恐らく、近藤さんは私たちが土方さんの小姓になるという案に賛成していたから伝えにくかったのだろうか…。
何となく、千鶴と二人で事情が飲み込めて苦笑いを浮かべる。
そして千鶴は近藤さんへと困ったような笑みを見せると声をかけた。
「何のお構いもできませんが、どうぞ」
「そうか……では、失礼して、お邪魔させてもらおう。だが、そうしてかしこまらんでくれ。君たちは我ら新選組の客人のようなものだからな」
そう言うと、近藤さんはお盆を置いた。
お盆には金平糖とお茶が入った湯のみが三つ置かれていた。
「これは……」
「おほん。…君たちは甘いものは好きかね?茶菓子の棚に金平糖があったのでな。持ってきたんだ」
色とりどりの可愛らしいお菓子、湯気が立ち昇っている緑茶。
思わず顔が緩んでしまう。
「どうかね、雪村君たち。嫌いではなければ、是非食べてみないか。さて、遠慮は無用だぞ」
「……ありがとうございます」
「ありがとうございます、近藤さん……」
私たちは頭を下げてから金平糖に手を伸ばす。
桃色に白色という可愛らしい色の金平糖を口に含めば、甘い味が口いっぱいに広がった。
「……美味しい。美味しいね、千尋」
「うん……美味しい」
「そうか、気に入ってくれたみたいで何よりだ」
近藤さんはそう言って、私たちを温かい眼差しで眺めていた。
ここに来てからは冷たい眼差し、敵意のある眼差しで見られる事が多かったせいなのか、近藤さんの温かい眼差しに少しだけ心が救われる。

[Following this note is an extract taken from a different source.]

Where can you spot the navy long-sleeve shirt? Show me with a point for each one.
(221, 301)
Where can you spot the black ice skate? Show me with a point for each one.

「そういえば……。まだ、外出の許可は出てないそうだな」
「……はい。でも、焦っても皆さんの迷惑になりますし」
「今は土方さんに言われたとおり、もう少し時期を待つつもりです」
「なるほど……分かってくれてうれしい。ああ見えてトシは、昔から他人に世話を焼かないでいられない性分だからな」
少し違和感のある言葉だけど、近藤さんが言うのならそうかもしれない。